Like most, if not all, of my friends, I was shocked by
Donald Trump’s victory in the Electoral College, especially his victory in
Wisconsin, Michigan, and Pennsylvania. However, when I picked up a
book by Samuel Huntington that I read nearly ten years ago, the election and
its result in those states especially, made more sense to me. Huntington’s
book—Who Are We? The Challenge of
America’s National Identity—raises the question of which national identity America
will assume, given three possible alternatives (I’ll only consider two, which
were represented by the two major political parties in the United States).
Although Huntington’s description of the two identities may represent, in my
opinion, an extreme view of the alternatives, it does differentiate the choices
offered in the election and helps explain the choices made by many voters,
especially in the states mentioned above.
The first view, which Is exemplified in Hillary Clinton’s
campaign slogan “Better Together,” is the cosmopolitan alternative:
The
first, or cosmopolitan, alternative involves a renewal of the trends dominating
pre-September 11 America. America welcomes the world, its ideas, its goods,
and, most importantly, its people. The ideal would be an open society with open
borders, encouraging subnational ethnic, racial, and cultural identities, dual
citizenship, diasporas, and led by elites who increasingly identified with
global institutions, norms, and rules rather than national ones. America should
be multiethnic, multiracial, multicultural. Diversity is a prime if not the
prime value. (p.363)
The second view, exemplified by Donald Trump’s campaign
slogan “Make America Great Again,” is the national alternative:
. . . A national approach would recognize
and accept what distinguishes America from other societies. America cannot
become the world and still be America. Other people cannot become Americans and
still be themselves. America is different, and that difference is defined in large
part by its Anglo-Protestant culture and its religiosity. The alternative to
cosmopolitanism . . . is nationalism devoted to the preservation and
enhancement of those qualities that have defined America since its founding.
(pp. 364-365)
Huntington argues that the choice favored by most Americans
is nationalism:
Significant
elements of American elites are favorably disposed to America becoming a
cosmopolitan society. . . . The overwhelming bulk of the American people are
committed to a national alternative and to preserving and strengthening the
American identity that has existed for centuries. . . . America becomes the
world. . . . America remains America. Cosmopolitan? . . . National? The choices
Americans make will shape their future and the future of the world. (p. 366)

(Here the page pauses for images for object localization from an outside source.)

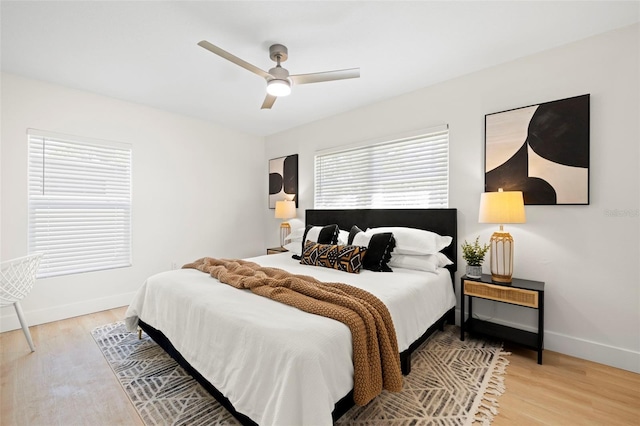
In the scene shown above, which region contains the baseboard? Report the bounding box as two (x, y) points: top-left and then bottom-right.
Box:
(544, 330), (640, 374)
(455, 308), (640, 374)
(0, 292), (136, 333)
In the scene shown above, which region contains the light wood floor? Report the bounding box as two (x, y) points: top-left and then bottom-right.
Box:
(1, 307), (639, 426)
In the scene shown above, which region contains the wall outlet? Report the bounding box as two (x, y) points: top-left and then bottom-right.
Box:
(171, 262), (177, 270)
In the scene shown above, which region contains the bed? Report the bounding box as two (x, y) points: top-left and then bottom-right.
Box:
(125, 208), (457, 425)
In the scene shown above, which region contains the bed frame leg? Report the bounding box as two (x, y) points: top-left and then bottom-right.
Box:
(137, 327), (142, 340)
(401, 354), (411, 375)
(446, 307), (455, 326)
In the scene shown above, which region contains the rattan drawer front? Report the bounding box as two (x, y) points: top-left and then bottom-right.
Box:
(464, 281), (538, 308)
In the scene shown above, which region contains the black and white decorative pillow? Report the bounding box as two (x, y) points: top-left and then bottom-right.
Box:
(300, 240), (367, 274)
(348, 225), (395, 272)
(292, 224), (340, 260)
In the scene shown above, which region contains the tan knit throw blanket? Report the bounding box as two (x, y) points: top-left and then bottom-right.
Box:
(183, 257), (403, 406)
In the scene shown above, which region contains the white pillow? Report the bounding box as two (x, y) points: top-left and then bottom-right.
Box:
(435, 252), (454, 267)
(288, 218), (304, 229)
(337, 229), (350, 245)
(388, 254), (438, 273)
(387, 252), (453, 273)
(367, 227), (452, 255)
(283, 241), (302, 255)
(284, 227), (305, 243)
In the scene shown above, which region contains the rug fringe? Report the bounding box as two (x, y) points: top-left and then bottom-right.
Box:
(465, 350), (511, 426)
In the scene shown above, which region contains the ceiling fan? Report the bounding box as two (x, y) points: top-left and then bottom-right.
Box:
(198, 40), (360, 109)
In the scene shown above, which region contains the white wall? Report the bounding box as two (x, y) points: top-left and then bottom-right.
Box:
(1, 73), (266, 331)
(265, 24), (640, 373)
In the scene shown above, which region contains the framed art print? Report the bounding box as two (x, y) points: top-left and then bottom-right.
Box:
(485, 94), (590, 205)
(269, 154), (298, 208)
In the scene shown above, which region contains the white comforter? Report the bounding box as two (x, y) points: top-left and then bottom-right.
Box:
(125, 253), (456, 426)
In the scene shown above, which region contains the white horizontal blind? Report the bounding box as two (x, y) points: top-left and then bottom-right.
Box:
(315, 128), (449, 208)
(28, 130), (132, 278)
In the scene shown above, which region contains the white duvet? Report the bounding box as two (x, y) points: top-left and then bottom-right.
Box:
(125, 253), (456, 426)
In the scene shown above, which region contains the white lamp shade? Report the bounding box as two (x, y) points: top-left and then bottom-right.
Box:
(478, 190), (526, 224)
(275, 200), (296, 219)
(266, 79), (291, 97)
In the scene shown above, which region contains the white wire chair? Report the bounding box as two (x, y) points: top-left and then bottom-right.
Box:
(1, 253), (43, 352)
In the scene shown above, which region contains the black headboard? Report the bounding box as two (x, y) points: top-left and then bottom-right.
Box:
(305, 209), (457, 273)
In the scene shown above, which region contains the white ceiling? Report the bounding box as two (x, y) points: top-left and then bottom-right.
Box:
(2, 1), (638, 136)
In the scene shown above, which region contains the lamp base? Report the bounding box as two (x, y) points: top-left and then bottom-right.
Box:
(279, 222), (291, 247)
(491, 273), (513, 284)
(489, 230), (514, 283)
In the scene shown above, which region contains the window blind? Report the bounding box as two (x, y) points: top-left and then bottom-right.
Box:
(28, 130), (132, 278)
(314, 127), (449, 209)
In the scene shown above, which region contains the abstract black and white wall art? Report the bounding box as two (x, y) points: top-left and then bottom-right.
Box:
(269, 154), (298, 208)
(485, 94), (590, 205)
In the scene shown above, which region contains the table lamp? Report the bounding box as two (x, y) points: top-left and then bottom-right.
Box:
(275, 200), (296, 247)
(478, 188), (526, 283)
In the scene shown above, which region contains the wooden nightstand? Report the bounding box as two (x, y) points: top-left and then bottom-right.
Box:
(460, 274), (545, 364)
(266, 247), (288, 255)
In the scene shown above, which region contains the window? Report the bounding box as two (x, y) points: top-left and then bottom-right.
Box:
(314, 125), (448, 208)
(28, 130), (132, 278)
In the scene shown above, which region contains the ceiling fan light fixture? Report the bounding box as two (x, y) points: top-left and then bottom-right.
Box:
(198, 40), (360, 109)
(266, 79), (291, 97)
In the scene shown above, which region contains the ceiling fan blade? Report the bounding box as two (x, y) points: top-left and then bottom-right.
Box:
(198, 40), (271, 79)
(261, 94), (277, 109)
(290, 68), (360, 85)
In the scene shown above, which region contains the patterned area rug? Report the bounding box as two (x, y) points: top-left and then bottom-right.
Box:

To a large extent, the election was framed in terms of what
kind of nation do we want to be: What is America’s national Identity? One can
argue that based on the popular vote plurality for Hillary Clinton, most
Americans want to become more like the world. However, for nearly an equal
number of Americans, the desire is for America to return to an American past.
This is a sobering, and for me, a difficult judgment to
accept. I have always viewed America as a nation that is identified by a set of
ideas or ideals---equality, liberty, individualism, democracy, and
constitutionalism. The history of America is one of accepting people, regardless
of their previous national identity, as Americans based on their allegiance to
those ideals. One does not have to give up his or her previous culture and
adopt an Anglo-Protestant culture and religiosity. Our granting of citizenship based
on a knowledge of American ideals and institutions reflects that history. The
trend has been to grant equality to those who may have been marginalized by
historical American traditions and institutions, whether because of race,
religion, gender, or sexual orientation.
In a previous book—American
Politics: The Promise of Disharmony, Huntington wrote:
Critics say that America is a lie because its reality falls
so far short or its ideals. They are wrong. America is not a lie; it is a
disappointment. But it can be a disappointment only because it is a hope.
Now, I see America as turning back
the clock of progress toward the ideal to an earlier, darker, and less
idealistic time. Making sense of an event doesn’t necessarily mean acceptance
of the event as a final answer to the question. So, I am recommitting myself to
making America’s national identity what I and many millions of Americans want
it to be—more like the ideals. I want the hope of America to continue!